U.K. Shadow Minister Calls for Green’s Answers Over HSBC Scandal

Shadow Financial Secretary to the U.K. Treasury, Chris Leslie, called for U.K. Trade Minister Stephen Green to publicly answer questions about his time as chief executive officer and chairman of HSBC Holdings Plc.

The U.S. Senate’s Homeland Security Sub Committee on Investigations released on July 16 a 335-page report describing a decade of compliance failures by Europe’s biggest bank. London-based HSBC enabled drug lords to launder money in Mexico, did business with firms linked to terrorism and concealed transactions that bypassed U.S. sanctions against Iran, Senate investigators said in the report. Green, who sits as a Conservative lawmaker in the upper House of Lords, served as chairman of HSBC between 2006 and 2010.
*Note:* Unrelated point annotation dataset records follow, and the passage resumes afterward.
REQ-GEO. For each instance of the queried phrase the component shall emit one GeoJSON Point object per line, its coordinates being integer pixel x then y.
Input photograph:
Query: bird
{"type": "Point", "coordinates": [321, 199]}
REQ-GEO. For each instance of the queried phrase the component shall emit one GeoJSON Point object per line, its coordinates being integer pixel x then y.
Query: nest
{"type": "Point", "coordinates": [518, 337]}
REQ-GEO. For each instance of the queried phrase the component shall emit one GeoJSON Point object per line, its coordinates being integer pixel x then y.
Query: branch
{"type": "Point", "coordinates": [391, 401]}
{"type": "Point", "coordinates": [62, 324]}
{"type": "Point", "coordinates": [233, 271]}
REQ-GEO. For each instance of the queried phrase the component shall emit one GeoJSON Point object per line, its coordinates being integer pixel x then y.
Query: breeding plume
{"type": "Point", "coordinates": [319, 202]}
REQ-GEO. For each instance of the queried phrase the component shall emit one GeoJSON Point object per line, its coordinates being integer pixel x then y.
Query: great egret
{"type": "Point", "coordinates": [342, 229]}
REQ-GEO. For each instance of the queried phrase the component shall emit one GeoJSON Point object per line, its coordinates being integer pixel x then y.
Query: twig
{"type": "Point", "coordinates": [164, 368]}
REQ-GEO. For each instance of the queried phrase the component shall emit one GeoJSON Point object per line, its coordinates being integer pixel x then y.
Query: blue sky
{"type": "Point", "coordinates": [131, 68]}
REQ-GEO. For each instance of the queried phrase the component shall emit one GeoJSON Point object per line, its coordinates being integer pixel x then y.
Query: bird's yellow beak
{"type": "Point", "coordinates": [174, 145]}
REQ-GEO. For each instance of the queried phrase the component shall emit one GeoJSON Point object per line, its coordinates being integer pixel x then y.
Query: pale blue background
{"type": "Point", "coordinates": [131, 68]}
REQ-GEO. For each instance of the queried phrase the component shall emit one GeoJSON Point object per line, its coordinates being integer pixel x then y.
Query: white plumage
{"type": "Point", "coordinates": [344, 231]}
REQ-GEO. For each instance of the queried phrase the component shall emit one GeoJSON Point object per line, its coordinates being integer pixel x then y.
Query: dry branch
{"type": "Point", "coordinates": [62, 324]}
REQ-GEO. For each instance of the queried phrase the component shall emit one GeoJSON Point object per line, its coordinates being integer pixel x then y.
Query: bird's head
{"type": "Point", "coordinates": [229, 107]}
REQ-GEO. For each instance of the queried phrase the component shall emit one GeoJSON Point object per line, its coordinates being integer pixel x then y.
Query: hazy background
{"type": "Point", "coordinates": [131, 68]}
Leslie, member of the U.K. Parliament, has called Green for assurance that he took “every appropriate step” if and when he became aware of the issues raised by the U.S. subcommittee report. It is “a matter of significant public interest that you also have the opportunity to explain what, if anything, you were aware of during your time at the bank,” Leslie says in the letter addressed to Green and dated today.

Green has been urged to explain if he knew about the alleged circumvention of safeguards designed to block transactions to those with potential links to drug cartels, rogue regimes or terrorist organizations. He should explain what steps he took to mitigate circumstances where HSBC may have been disregarding terrorist financing links, Leslie said.

Leslie’s comments echo those of the Labour Party leader, Ed Miliband, who said Green must answer questions about his role while the head of HSBC. Green “must come to the House of Lords and answer questions” about “what he knew and when he knew it,” Miliband said July 19.

Leslie has also asked Green to say to what extent HSBC’s Head of Compliance David Bagley shared his concerns with him about the deficiencies in HSBC anti-money laundering controls. Bagley told a U.S. hearing on July 17 he would step down.